I am a jerk. And before anyone says otherwise, let me explain.

I am a jerk. And before anyone says otherwise, let me explain.

Do you ever do something slightly stupid and let it gnaw at you for 100 years? I certainly do. In fact, I remember once that I had entered a small, smelly furniture store when I was a kid and had covered my nose in disgust just as the owner walked by. I spent the whole time inside feeling ashamed and wanting to make up for possibly hurting the old man’s feelings, but I just stayed mute. And then I thought about that incident about three years later because I felt like such a jerk even though it was probably insignificant to him.

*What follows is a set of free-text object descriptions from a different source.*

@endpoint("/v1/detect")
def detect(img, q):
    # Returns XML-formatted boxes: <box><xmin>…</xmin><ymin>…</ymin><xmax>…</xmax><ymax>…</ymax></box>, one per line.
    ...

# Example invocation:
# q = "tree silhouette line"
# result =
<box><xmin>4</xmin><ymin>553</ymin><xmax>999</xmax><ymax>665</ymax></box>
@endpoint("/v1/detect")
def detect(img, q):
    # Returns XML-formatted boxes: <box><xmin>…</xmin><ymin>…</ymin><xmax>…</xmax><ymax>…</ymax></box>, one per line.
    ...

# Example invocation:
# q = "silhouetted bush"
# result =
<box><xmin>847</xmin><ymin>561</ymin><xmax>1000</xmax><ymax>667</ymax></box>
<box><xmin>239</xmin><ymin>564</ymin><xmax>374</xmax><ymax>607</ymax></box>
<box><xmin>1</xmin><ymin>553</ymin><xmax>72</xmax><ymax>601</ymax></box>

Well, last night I had mentioned ordering Domino’s, right? When my cheesy bread arrived, my inner jerk came out for a second. No, I wasn’t mean to the delivery guy or anything. In fact, I may have made his night by giving him a tip (or at least he looked really happy when I did). The “jerk thing” came out immediately after the exchange had been made and the door had been shut.

See, it was really dark out and we usually keep the porch light on when we are expecting a late night delivery. But as soon as that door was shut, I turned off the light. I realized that he had not even had the chance to leave the porch when I turned it off, but I suddenly felt too awkward to turn it back on so I just kept it off. And that feeling of shame rushed right back to me.

I mean, what if he had accidentally stepped in cat food and tracked it in his car? What if he had fallen off the steps or ramp because of the sudden darkness? What if he had wondered off into the night never to be seen again– okay, that did not happen. None of that happened (well, I don’t think he stepped in cat food) thankfully. I suppose I just hate inconveniencing people, even if it is really insignificant to them.

Anyways, now you know why I am a jerk.